The Medical College of Georgia at Augusta University is establishing the state of Georgia’s first gynecologic oncology fellowship program to train physicians who diagnose and treat the cancers that affect 91,000 and kill 30,000 women each year in the United States alone.
The three-year fellowship, one of less than 50 in the country, will help address the critical shortage of these physicians, says Program Director Dr. Bunja Rungruang, an assistant professor in the Department of Obstetrics and Gynecology’s Section of Gynecologic Oncology.
“There are only 1,266 board certified gynecologic oncologists in the entire country,” she said. “To put that in perspective, there are about 1,600 residents coming out of obstetrics and gynecology residency programs every year.”
Georgia is certainly no different than the rest of the country, with only a handful of these specialists that mostly serve urban areas like Savannah and Atlanta, says Dr. Sharad Ghamande, chief of the Section of Gynecologic Oncology and associate director for clinical research at the Georgia Cancer Center.
“For a state of our size we are really underserved and it’s a big deal to be able to train folks and maybe even get them to stay in the state, especially in south Georgia,” he says. “We get patients from all over south Georgia.

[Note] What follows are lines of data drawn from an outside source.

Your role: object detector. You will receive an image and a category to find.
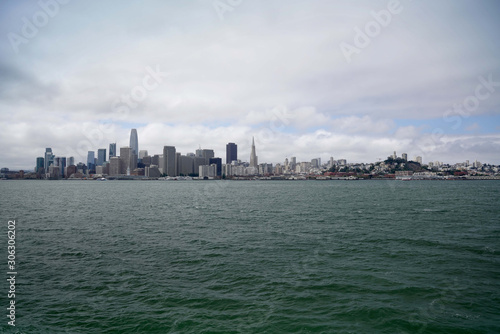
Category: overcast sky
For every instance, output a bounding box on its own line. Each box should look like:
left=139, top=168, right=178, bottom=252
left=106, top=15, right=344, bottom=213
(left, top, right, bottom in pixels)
left=0, top=0, right=500, bottom=169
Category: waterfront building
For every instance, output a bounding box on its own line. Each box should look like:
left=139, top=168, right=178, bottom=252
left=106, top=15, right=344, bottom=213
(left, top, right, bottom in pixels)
left=87, top=151, right=95, bottom=173
left=44, top=147, right=54, bottom=173
left=208, top=158, right=222, bottom=176
left=64, top=165, right=77, bottom=178
left=199, top=164, right=217, bottom=179
left=144, top=165, right=161, bottom=177
left=109, top=143, right=116, bottom=160
left=163, top=146, right=177, bottom=176
left=193, top=157, right=207, bottom=174
left=311, top=159, right=320, bottom=168
left=49, top=165, right=61, bottom=180
left=151, top=154, right=163, bottom=169
left=226, top=143, right=238, bottom=164
left=109, top=157, right=122, bottom=175
left=120, top=147, right=137, bottom=174
left=35, top=157, right=45, bottom=173
left=202, top=149, right=215, bottom=164
left=97, top=148, right=106, bottom=166
left=250, top=137, right=259, bottom=168
left=129, top=129, right=139, bottom=160
left=179, top=155, right=194, bottom=176
left=289, top=157, right=297, bottom=171
left=139, top=150, right=148, bottom=161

They come all the way from Valdosta, Thomasville and Brunswick.”
The program, which is approved by the Accreditation Council for Graduate Medical Education, is comprised of two years of clinical training and a year of basic science or clinical research. The first fellow, Dr. Heather Williams, a fourth-year obstetrics and gynecology resident at University of Iowa Health Care, begins her training at MCG and AU Health July 1.
“She will be working with us learning about chemotherapy and the surgeries that we do,” Rungruang says. “She will also do rotations with surgical oncologists and radiation oncologists so she they can get exposure to the full spectrum of what we do.”
“Unlike a lot of subspecialties, we are a one-stop shop. We provide primary care, chemotherapy, perform surgeries – and not just gynecologic surgeries, but a lot of gastrointestinal, bladder and bowel surgeries – whatever we need to do in the course of taking care of our patients’ cancers,” Ghamande adds.
The plan is to add one fellow each year so that, eventually, the program is training three at the time. Recruitment for the 2018 academic year is already under way with 55 applications already in. “There are no other such fellowships in surrounding states like South Carolina, Mississippi, upper Florida or Louisiana, so this program will have a huge regional impact,” Ghamande says.
In addition to the gynecologic oncology fellowship, the Department of Obstetrics and Gynecology recently added a training program in reproductive endocrinology, the branch of medicine that identifies and treats infertility.